3. Asersi Hak dan kewajiban
Berkaitan dengan asersi ini, auditor berusaha memastikan apakah perusahaan
mempunyai hak kepemilikan yang sah atas saldo kas dan piutang dagang. Piutang dagang
menggambarkan klaim legal perusahaan terehadap pelanggan untuk pembayaran.
4. Asersi Penilaian dan Pengalokasian
Asersi tentang penilaian atau pengalokasian berhubungan dengan apakah komponen –
komponen aktiva, utang, pendapatan dan biaya sudah dimasukkan dalam laporan keuangan
pada jumlah yang semestinya. Contoh manajemen membuat asersi bahwa aktiva tetap dicatat
berdasarkan harga perolehanya dan perolehan yang semacam itu secara sistematik
dialokasikan kedalam periode-periode akuntansi yang semestinya, dan manajemen membuat
asersi bahwa piutang usaha yang tercantum di neraca dinyatakan berdasarkan nilai bersih
yang dapat direalisasikan.
5. Asersi Pelaporan dan Pengungkapan
Asersi tentang penyajian dan pengungkapan berhubungan dengan apakah komponen-
komponen tertentu dalam laporan keuangan sudah diklasifikasikan, dijelaskan dan
diungkapkan secara semestinya.

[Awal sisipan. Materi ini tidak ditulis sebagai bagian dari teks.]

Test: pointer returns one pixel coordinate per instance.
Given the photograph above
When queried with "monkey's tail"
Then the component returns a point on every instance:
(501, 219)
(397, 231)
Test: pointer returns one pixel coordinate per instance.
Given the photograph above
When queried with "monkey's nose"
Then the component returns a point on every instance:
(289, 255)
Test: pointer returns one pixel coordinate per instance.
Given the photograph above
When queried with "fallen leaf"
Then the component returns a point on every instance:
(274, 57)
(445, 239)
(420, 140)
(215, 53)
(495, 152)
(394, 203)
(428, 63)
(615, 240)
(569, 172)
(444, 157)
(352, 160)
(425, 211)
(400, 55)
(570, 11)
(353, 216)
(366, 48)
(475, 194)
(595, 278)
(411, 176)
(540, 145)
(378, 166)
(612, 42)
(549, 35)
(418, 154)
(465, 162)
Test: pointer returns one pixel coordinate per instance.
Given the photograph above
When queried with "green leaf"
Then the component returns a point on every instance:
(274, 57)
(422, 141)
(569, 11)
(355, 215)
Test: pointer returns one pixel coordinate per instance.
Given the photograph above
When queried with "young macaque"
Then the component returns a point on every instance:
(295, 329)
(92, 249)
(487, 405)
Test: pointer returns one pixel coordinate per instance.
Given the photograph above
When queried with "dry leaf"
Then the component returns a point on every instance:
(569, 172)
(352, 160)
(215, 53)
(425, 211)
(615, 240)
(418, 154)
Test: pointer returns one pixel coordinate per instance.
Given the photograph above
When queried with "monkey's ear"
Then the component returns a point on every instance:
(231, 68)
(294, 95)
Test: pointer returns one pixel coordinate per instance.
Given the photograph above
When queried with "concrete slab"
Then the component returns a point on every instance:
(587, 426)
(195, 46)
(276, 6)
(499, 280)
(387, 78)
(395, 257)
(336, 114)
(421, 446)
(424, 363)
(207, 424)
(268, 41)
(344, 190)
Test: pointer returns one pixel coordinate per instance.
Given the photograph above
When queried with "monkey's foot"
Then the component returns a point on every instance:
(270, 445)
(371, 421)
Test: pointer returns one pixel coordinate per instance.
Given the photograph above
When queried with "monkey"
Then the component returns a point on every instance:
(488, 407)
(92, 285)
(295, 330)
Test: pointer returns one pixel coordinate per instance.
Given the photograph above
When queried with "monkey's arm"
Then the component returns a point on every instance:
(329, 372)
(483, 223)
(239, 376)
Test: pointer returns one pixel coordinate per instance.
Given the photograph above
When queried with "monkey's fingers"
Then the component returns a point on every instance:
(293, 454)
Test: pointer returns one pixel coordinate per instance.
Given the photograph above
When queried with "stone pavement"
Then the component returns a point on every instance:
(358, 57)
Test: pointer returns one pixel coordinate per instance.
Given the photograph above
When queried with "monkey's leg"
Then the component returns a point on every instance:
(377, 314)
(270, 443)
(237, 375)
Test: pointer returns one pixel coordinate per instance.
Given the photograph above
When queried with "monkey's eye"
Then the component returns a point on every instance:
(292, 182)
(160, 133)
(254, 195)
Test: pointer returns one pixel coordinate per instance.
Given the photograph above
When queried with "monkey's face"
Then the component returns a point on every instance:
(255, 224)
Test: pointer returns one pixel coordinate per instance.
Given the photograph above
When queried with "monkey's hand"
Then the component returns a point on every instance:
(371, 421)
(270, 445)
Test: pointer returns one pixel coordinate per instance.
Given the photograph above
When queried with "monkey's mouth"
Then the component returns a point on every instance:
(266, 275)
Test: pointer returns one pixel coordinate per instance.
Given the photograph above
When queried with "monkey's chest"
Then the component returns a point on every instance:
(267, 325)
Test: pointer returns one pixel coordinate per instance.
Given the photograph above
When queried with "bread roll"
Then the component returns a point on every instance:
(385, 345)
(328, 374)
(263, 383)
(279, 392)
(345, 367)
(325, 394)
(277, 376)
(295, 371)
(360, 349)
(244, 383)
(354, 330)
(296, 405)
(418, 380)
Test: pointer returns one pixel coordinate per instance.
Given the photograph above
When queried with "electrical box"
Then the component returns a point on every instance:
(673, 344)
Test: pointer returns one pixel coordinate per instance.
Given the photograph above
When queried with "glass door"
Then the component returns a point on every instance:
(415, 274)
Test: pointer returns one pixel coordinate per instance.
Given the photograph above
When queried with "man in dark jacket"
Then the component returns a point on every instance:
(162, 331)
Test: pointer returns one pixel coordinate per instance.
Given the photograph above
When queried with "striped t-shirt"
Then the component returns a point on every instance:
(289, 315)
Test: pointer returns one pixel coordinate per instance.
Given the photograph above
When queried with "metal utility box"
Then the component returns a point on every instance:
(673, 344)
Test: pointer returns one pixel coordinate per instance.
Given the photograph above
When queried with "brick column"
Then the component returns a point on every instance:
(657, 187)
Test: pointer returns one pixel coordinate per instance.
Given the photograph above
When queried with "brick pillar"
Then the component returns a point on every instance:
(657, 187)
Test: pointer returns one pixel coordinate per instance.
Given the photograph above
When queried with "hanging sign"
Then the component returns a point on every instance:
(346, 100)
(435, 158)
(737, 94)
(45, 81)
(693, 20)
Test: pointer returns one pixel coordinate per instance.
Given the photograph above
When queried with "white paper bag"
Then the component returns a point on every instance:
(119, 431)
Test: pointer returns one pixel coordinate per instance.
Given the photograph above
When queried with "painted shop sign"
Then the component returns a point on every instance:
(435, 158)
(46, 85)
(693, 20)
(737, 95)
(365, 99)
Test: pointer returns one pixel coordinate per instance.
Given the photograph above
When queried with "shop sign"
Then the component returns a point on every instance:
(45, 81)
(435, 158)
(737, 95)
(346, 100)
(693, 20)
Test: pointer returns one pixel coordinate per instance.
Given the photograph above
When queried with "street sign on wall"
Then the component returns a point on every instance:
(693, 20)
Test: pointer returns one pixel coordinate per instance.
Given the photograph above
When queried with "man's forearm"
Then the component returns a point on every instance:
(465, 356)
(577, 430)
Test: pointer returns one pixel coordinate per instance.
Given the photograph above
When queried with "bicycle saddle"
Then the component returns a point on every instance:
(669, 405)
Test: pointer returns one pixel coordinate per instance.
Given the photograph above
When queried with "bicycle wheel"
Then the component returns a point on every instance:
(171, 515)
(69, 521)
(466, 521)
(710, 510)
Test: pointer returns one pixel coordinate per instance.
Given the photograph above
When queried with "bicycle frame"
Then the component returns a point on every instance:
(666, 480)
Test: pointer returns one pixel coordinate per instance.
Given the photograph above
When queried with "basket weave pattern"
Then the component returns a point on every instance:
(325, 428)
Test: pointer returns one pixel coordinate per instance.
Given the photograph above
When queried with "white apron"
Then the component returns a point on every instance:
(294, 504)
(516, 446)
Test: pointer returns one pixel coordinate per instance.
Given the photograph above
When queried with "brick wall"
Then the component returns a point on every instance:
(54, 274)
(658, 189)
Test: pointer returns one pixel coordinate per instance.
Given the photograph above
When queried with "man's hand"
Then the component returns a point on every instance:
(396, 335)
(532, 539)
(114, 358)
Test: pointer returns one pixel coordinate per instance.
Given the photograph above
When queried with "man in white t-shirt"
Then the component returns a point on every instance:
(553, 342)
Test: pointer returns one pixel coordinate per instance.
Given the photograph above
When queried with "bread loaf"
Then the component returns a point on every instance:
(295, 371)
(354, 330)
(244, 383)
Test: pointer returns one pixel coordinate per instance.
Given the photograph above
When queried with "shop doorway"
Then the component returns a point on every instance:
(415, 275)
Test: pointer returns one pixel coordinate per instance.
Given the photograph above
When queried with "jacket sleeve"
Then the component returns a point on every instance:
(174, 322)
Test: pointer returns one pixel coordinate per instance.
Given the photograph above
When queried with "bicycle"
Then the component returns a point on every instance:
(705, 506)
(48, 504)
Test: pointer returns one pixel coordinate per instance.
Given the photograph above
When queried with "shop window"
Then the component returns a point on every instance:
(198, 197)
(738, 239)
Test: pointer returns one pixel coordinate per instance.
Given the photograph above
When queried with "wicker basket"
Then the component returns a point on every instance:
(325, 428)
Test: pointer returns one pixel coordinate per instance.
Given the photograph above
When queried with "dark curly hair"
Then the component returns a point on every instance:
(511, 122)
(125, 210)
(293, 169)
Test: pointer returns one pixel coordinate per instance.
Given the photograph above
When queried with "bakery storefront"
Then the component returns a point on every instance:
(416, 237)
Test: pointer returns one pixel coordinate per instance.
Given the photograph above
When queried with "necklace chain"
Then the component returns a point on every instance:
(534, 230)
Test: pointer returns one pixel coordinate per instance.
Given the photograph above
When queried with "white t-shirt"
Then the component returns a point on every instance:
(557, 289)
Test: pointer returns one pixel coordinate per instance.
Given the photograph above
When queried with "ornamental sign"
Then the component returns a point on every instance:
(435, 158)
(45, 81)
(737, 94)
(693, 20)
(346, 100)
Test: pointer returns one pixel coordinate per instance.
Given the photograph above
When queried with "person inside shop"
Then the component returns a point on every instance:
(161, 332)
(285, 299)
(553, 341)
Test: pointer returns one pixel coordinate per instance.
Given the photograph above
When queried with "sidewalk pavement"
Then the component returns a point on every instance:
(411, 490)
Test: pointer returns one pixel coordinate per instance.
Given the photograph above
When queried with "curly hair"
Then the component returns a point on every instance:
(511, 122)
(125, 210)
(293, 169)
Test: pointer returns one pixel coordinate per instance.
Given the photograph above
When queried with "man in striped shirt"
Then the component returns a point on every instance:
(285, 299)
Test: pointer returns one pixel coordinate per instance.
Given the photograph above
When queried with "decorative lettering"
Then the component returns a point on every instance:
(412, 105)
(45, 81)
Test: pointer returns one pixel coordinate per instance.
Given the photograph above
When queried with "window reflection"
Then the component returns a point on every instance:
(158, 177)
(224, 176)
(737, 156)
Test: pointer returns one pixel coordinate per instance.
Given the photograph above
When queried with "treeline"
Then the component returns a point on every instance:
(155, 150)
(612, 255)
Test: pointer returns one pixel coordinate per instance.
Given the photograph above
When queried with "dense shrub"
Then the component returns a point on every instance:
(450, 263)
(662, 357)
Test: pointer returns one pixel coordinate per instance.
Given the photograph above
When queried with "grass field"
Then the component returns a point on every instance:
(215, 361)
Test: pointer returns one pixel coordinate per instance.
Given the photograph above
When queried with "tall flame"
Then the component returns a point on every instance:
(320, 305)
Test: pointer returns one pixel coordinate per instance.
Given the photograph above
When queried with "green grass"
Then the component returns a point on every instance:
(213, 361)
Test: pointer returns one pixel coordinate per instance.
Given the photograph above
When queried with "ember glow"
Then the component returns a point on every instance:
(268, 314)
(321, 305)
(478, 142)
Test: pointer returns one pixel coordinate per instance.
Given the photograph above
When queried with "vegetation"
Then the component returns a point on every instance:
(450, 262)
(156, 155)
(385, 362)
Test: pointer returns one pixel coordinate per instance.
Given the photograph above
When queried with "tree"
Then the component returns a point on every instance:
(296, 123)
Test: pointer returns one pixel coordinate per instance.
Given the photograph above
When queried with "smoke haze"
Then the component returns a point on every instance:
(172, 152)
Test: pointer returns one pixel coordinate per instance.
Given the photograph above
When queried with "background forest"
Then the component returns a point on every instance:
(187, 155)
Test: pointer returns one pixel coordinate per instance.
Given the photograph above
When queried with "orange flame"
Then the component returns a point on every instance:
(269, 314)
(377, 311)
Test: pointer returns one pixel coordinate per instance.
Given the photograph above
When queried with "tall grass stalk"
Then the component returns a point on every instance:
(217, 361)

Pelaopran komponen laporan keuagan pada jumlah yang
semestinya mengandung arti bahwa jumlahnya sudah ditentukan dengan menggunakan
metode perlakuan akuntansi bedasar prinsip akuntansi yang berlaku umum, dan bebas dari
kesalahan matematikal.
Misalnya menejemen membuat asersi bahwa kewajiban-kewajiban yang
diklasifikasikansebagai utang jangka panjang di neraca tidak akan jatuh tempo dalam waktu
satu tahun, dan menajemen membuat asersi bahwa jumlah yang disajikan sebagai pos luar
biasa dalam laporan rugi laba dikalsifikasikan dan diungkafkan semestinya.

2. Empat Tahap atau Fase Audit

Fase I : Merencanakan dan Merancang Pendekatan Audit

Auditor menggunakan informasi yang didapatkan dari prosedur penilaian risiko terkait
dengan penerimaan klien dan perencanaan awal, memahami bisnis dan industry klien, menilai
risiko bisnis klien, dan melakukan prosedur analitis pendahuluan. Auditor menggunakan
penilaian materialitas, risiko audit yang dapat diterima, risiko bawaan, risiko pengendalian, dan
setiap risiko kecurangan yang teridentifikasi untuk mengembangkan keseluruhan perencanaan
audit. Diakhir fase I, auditor harus memiliki suatu rencana audit dan program audit spesifik yang
sangat jelas untuk audit secara keseluruhan.

Fase II : Melaksanakan Pengujian Pengendalian dan Pengujian Substantif Transaksi

1. Mendapatkan bukti yang mendukung pengendalian tertentu yang berkontribusi terhadap


penilaian risiko pengendalian yang dilakukan oleh auditor untuk audit atas laporan keuangan
dan untuk audit pengendalian internal atas laporan keuangan dalam suatu perusahaan publik.
2. Mendapatkan bukti yang mendukung ketepatan moneter dalam transaksi-transaksi. Setelah
melakukan pengujian pengendalian maka selanjutnya melakukan pengujian terperinci
transaksi. Seringkali kedua jenis pengujian ini dilakukan secara simultan untuk satu
transaksi yang sama. Hasil pengujian pengendalian dan pengujian substantif transaksi
merupakan penentu utama dari keluasan pengujian terperinci saldo.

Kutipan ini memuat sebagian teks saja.